How the geolocation rules work

Instead of keeping track of manual annotations for locations on a per record/strain basis, these geolocation rules can be applied across all records. The geolocation rules TSV follows this format:

region/country/division/location<\t>region/country/division/location

The first set of locations are the expected "raw" locations that are in the metadata and the second set of locations after the tab are the "annotated" locations that will be applied to the metadata. Each geo resolution (region, country, division, location) is expected to be a column in the metadata. By using the region/country/division/location hierarchy, we ensure that locations with the same name are treated differently based on their full hierarchy. If there are rules that can be applied across multiple locations, then a wildcard (*) can be used instead of a specific value.

This might make more sense by walking through a specific example. Let's say you have the following locations in your metadata:

region country division location
North America United States New York Buffalo
North America United States New York New York

You want to do the following:

  • Change the location "New York" to "New York City"
  • Change the division "New York" to "New York State"
  • Change the country "United States" to "USA"

You can achieve this with these geolocation rules:

North America/United States/New York/New York<\t>North America/United States/New York/New York City
North America/United States/New York/*<\t>North America/United States/New York State/*
North America/United States/*/*<\t>North America/USA/*/*

The first rule will looks for the specific hierarchy to correct the location to "New York City". The second rule has a wildcard as the location, so it will correct all applicable divisions to "New York State". The third rule has wildcards for both division and location, so it will correct all applicable countries to "USA".

Description

augur curate apply-geolocation-rules can adopt the apply-geolocation-rules script from monkeypox/ingest.
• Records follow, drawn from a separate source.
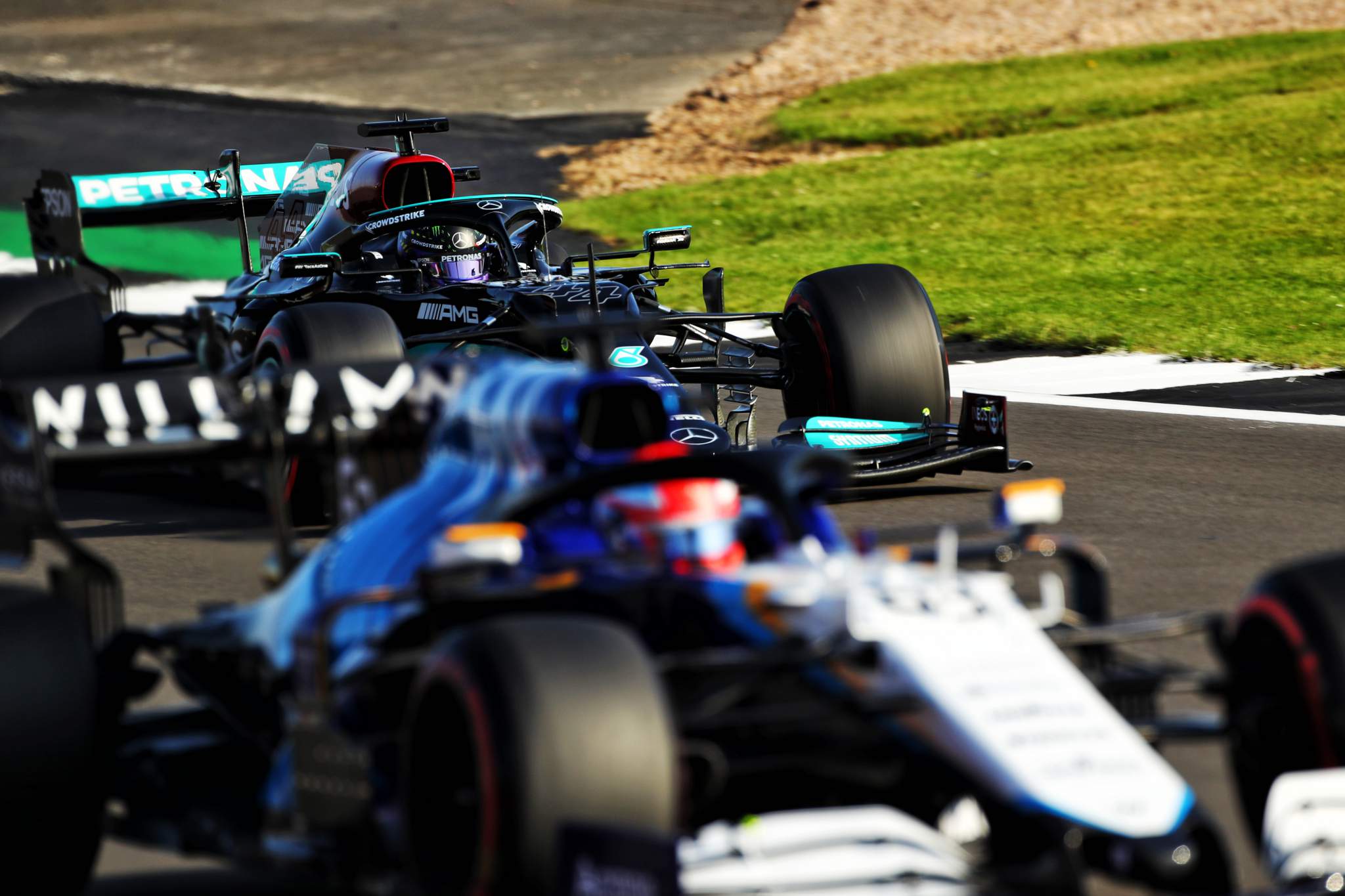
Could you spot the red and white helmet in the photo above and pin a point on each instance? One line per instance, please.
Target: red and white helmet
(692, 524)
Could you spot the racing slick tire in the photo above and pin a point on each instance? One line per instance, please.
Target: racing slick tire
(1286, 679)
(49, 326)
(51, 771)
(519, 726)
(864, 341)
(323, 333)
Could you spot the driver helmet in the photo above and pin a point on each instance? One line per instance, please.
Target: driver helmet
(444, 254)
(689, 524)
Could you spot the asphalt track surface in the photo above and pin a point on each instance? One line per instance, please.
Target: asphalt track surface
(1188, 511)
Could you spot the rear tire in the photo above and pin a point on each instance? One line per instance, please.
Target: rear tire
(51, 326)
(864, 341)
(519, 726)
(51, 770)
(323, 333)
(1286, 666)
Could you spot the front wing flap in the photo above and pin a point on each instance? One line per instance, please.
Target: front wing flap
(888, 452)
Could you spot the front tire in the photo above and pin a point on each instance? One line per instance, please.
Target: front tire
(864, 341)
(51, 769)
(1286, 667)
(519, 726)
(323, 333)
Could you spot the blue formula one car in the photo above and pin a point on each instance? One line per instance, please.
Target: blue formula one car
(571, 639)
(369, 253)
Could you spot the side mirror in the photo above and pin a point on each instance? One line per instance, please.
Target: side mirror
(667, 238)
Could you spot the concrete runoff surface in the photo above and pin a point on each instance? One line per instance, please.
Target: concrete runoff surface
(508, 58)
(1188, 512)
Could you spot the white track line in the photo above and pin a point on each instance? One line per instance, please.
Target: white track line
(1107, 372)
(1155, 408)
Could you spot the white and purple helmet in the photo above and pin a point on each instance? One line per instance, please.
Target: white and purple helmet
(444, 254)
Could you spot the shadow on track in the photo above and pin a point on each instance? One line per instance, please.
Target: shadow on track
(883, 492)
(204, 883)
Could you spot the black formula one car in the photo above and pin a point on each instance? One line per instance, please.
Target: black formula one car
(572, 639)
(368, 254)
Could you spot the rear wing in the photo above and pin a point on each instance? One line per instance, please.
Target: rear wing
(61, 206)
(174, 417)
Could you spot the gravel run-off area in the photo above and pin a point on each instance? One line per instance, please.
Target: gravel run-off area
(722, 128)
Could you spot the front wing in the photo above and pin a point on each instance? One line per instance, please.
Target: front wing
(887, 452)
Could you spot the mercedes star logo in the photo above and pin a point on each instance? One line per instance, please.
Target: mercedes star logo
(693, 436)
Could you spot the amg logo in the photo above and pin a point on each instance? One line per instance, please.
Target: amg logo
(861, 441)
(444, 312)
(824, 423)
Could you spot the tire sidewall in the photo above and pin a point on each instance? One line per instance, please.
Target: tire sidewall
(864, 341)
(1287, 660)
(529, 786)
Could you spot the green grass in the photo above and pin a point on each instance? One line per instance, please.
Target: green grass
(933, 105)
(1214, 232)
(174, 251)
The script allows users to supply multiple geolocation rule TSVs so that they can use "standard" geolocation rules but also provide their own rules that can override the general rules. We can port over the geolocation rules from ncov-ingest as a starting point for augur's default "standard' rules. There are some GISAID specific rules in there that can be removed over time, but there are ~43000 rules in the file as of 2022-07-07.

@victorlin has also started some unit tests which can be ported over and help with understanding of the underlying logic.
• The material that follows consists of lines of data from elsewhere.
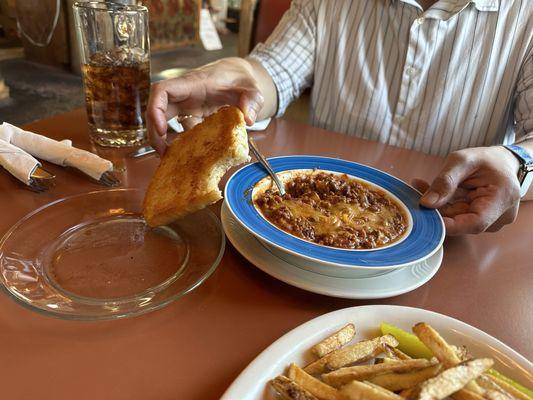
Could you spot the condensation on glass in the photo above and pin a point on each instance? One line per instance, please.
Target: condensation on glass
(115, 60)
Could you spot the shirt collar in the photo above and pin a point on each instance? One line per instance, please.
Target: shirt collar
(457, 5)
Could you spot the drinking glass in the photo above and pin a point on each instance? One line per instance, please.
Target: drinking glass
(115, 60)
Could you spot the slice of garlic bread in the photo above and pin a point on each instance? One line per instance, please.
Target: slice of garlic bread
(187, 178)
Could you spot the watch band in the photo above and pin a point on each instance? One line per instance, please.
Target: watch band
(525, 173)
(520, 153)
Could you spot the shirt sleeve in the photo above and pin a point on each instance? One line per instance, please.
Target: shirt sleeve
(288, 55)
(524, 101)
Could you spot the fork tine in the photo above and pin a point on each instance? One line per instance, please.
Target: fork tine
(36, 187)
(108, 179)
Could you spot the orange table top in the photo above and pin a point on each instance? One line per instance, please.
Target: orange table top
(195, 347)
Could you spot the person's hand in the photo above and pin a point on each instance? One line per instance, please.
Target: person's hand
(200, 93)
(477, 190)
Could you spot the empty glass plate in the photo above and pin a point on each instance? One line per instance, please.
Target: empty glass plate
(91, 256)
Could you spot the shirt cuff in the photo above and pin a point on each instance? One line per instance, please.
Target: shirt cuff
(280, 76)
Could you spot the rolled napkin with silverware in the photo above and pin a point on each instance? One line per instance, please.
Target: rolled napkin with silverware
(17, 162)
(60, 153)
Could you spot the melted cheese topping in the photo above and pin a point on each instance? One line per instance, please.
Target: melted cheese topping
(345, 224)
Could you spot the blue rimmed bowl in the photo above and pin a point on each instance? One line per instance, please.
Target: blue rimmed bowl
(424, 236)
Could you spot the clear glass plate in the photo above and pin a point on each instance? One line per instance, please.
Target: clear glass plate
(91, 256)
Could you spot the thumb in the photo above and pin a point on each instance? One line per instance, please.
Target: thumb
(443, 187)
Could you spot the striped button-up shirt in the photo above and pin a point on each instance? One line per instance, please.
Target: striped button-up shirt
(456, 75)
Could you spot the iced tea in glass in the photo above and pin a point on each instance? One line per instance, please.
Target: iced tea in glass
(115, 58)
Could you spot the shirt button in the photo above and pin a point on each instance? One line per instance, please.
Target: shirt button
(410, 71)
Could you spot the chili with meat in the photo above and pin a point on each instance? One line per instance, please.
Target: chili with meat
(334, 210)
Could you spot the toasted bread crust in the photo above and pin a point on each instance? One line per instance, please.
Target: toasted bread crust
(188, 176)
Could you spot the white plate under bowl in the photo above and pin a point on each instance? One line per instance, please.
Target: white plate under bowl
(328, 269)
(394, 283)
(251, 384)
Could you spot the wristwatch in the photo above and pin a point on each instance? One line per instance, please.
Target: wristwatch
(525, 173)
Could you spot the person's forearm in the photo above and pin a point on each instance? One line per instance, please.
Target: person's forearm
(267, 89)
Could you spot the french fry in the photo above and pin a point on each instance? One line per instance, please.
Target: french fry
(497, 395)
(398, 381)
(461, 352)
(465, 394)
(508, 388)
(441, 349)
(356, 390)
(317, 388)
(453, 379)
(438, 346)
(361, 351)
(335, 341)
(290, 390)
(411, 393)
(342, 376)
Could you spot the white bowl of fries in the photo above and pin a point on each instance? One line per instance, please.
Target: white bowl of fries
(344, 356)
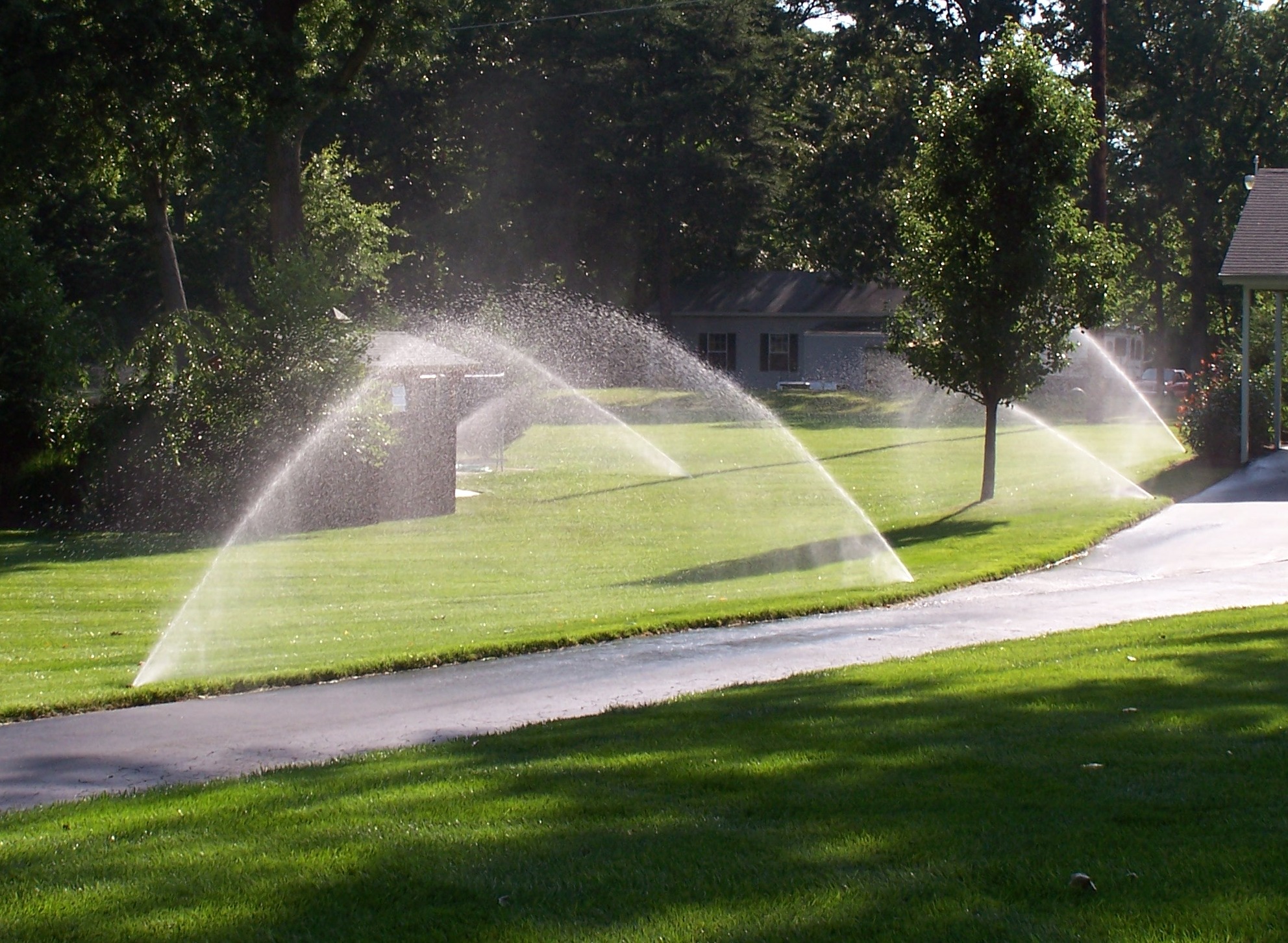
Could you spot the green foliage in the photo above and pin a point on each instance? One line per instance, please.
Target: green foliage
(345, 238)
(491, 580)
(996, 257)
(39, 348)
(208, 401)
(1211, 415)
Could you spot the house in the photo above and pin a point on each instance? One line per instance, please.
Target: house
(1257, 260)
(772, 327)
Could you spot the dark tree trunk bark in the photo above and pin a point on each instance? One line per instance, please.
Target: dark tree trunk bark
(1161, 357)
(295, 111)
(1197, 329)
(1100, 97)
(285, 194)
(985, 492)
(158, 205)
(665, 302)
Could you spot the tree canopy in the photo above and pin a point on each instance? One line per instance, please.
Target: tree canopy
(997, 258)
(166, 158)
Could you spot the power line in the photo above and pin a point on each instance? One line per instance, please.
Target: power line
(577, 16)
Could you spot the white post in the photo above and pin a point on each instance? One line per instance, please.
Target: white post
(1280, 364)
(1243, 381)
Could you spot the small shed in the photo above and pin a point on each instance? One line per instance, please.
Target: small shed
(417, 387)
(1257, 260)
(771, 327)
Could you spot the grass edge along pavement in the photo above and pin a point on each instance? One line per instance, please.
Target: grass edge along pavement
(945, 796)
(1175, 482)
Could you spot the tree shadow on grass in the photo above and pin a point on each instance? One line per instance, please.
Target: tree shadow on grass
(1187, 478)
(822, 553)
(879, 803)
(802, 557)
(36, 549)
joverlee521 avatar Jul 07 '22 22:07 joverlee521

During discussion today, @corneliusroemer mentioned that we should standardize our admin divisions based on ISO codes. Previously, @rneher has suggested using something like pycountry to make more use of ISO codes.
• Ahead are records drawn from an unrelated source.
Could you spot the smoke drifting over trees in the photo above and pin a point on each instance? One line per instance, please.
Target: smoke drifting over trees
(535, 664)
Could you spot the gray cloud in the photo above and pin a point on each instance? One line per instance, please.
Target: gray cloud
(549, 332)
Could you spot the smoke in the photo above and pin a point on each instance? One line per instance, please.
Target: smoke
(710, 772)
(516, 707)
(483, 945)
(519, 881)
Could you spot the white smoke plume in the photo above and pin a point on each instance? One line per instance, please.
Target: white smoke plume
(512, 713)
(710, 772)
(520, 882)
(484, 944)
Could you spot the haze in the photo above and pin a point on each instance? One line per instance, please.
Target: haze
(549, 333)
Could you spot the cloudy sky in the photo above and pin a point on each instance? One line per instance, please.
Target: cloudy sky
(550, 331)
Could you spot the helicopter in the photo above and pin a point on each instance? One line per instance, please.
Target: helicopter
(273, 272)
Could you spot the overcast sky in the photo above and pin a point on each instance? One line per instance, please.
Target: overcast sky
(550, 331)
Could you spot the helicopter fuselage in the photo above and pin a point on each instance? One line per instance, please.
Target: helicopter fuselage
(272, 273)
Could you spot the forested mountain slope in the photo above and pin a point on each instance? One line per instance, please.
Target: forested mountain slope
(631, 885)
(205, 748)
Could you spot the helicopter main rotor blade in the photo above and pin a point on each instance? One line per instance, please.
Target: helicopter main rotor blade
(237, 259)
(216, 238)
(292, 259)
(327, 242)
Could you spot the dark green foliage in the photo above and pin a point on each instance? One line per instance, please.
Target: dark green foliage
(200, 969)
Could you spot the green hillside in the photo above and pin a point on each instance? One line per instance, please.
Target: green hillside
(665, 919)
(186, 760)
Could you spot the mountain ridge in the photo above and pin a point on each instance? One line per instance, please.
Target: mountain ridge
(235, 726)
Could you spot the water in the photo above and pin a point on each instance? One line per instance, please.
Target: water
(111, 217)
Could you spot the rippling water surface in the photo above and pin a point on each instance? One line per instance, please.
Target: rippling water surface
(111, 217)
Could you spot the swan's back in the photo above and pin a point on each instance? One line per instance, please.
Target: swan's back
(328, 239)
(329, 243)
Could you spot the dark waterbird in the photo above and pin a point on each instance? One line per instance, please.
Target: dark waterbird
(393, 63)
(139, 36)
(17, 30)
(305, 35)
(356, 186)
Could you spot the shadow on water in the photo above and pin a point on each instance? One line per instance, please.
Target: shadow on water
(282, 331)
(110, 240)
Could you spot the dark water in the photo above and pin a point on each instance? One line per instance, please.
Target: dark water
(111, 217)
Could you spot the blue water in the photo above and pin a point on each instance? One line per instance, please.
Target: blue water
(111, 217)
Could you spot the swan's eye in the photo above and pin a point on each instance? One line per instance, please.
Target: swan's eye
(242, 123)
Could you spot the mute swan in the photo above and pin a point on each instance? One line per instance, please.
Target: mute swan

joverlee521 avatar Oct 04 '23 19:10 joverlee521

I'll take this one which is effectively copying a file over, moving tests from my stale PR, and translating a couple more tests mentioned in that PR's checklist.

victorlin avatar Jun 25 '24 23:06 victorlin

Closing this issue as complete since the new command has been added. The remaining tasks will be tracked in https://github.com/nextstrain/ingest/issues/43.

joverlee521 avatar Jul 02 '24 19:07 joverlee521